School hygiene or school hygiene education is a healthcare science and a form of school health education. The primary aim of school hygiene education is to improve behaviour through hygienic practices connected to personal, water, food, domestic, and public hygiene. [1] It also aims to protect water and food supplies and to manage environmental factors safely. [2]
In his 1915 work School Hygiene, school hygiene expert Fletcher B. Dresslar defined school hygiene as “the branch of this science [hygiene] which has to do with the conservation and development of the health of school children.” [3]
The school was looked upon as existing “not only for the welfare of each child in attendance but also for the welfare of the state and the nation.” [3] Dresslar broke school hygiene up into two essential parts: “the physical environment of the child during his school life” and “the laws of mental hygiene as illustrated by the proper adjustment of the subjects of the curriculum to the mental powers and needs of the children.” [3] [4]
School hygiene emerged as a significant discipline in the United States and England during the late 19th and early 20th centuries, reaching its peak influence in this period, with significant works on the subject being offered by various authors, among them Sir Arthur Newsholme, [5] Edward R. Shaw, [6] Robert A. Lyster, [7] and G.G. Groff. [8] After this period, the school hygiene discipline became part of a comprehensive look at school health education; the American School Hygiene Association became inactive, and the American School Health Association was founded.
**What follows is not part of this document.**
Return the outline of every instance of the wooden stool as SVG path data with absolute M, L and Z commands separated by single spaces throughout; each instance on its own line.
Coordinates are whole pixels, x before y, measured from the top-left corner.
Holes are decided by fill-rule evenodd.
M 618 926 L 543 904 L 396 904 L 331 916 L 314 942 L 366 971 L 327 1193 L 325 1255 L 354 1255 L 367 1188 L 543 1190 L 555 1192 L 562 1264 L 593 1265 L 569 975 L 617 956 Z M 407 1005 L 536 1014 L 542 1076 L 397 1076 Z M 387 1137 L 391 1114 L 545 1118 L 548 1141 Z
Exclusive focus on hygiene was no longer prominent. [9] School hygiene is still an active, separate discipline in other parts of the world, like Eastern Europe [10] [11] and developing countries where school sanitation norms are not as well established. [1]
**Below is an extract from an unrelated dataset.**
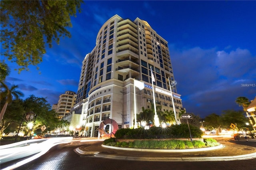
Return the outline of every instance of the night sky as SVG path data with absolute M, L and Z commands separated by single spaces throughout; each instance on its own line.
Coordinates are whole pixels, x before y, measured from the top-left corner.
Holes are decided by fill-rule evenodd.
M 242 110 L 237 97 L 256 96 L 256 1 L 84 2 L 82 12 L 71 17 L 72 38 L 47 47 L 40 74 L 31 66 L 18 74 L 16 64 L 8 63 L 7 84 L 18 85 L 23 99 L 34 95 L 52 105 L 66 91 L 76 92 L 83 60 L 102 25 L 115 14 L 147 21 L 168 42 L 178 93 L 188 113 L 204 118 Z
Schools can determine children's health and well-being by their exposure to a healthy or unhealthy school environment. [12] There are a lot of architectural and aesthetic aspects related to a school's hygienic needs, such as the school's building plan, safe water supply, disposal of waste, emergency lighting, heating and ventilation, as well as adequate school facilities (halls, classrooms, and common areas) and furniture.[ citation needed ]
For health reasons (influence of noise, exhaust gases from vehicles, and potential risk of accident), schools in urban and peri-urban areas should be located more than ers away from significant traffic and causeways. [10] Some studies suggest it is best to orient and design a school building so that natural light can be a part of the lighting scheme of the school, and that buildings should avoid being placed in a valley, due to air quality issues. [10]
Water supply within the school environment is a critical part of school-based WASH interventions to combat the rate of diarrhoeal diseases among pupils. Pupils who attend schools with inadequate water supply (in which there are no water sources within a 1 km radius during the dry season) that receive WASH interventions (including water supply and water treatment improvements, hygiene promotion and sanitation improvements) usually experience a reduction in diarrhoeal incidences. [13]
Schools have a central place in the health of a community. Inappropriate hygiene in schools can cause many diseases. If there are no school sanitation and hygiene facilities, or if they are not maintained and used adequately, schools become places where diseases are likely to be transmitted. [1]
Diseases associated with inadequate water supply and poor sanitation and hygiene are prevalent within developing countries. Most diarrhoeal diseases in these areas are caused by inadequate and unsafe water supply and poor sanitation and hygiene facilities. [14] Children who have adequate water, sanitation and hygiene facilities at school are more able to integrate hygiene education into their daily lives and are effective behaviour change communicators' in their communities. While communities whose school children have been exposed to disease risk due to inadequate supply of water, sanitation and hygiene services are more at risk. Families are left to bear the burden of their children's illness due to bad conditions at school. [15]
Improved school WASH conditions help to improve student's school attendance; most importantly, inclusive WASH for girls who are menstruating and reducing the transmission of illnesses greatly helps boost school attendance. [16] Evidence has also shown that improved handwashing with soap at school can reduce illness in school going children, ultimately leading to the reduction of absenteeism from school. [17]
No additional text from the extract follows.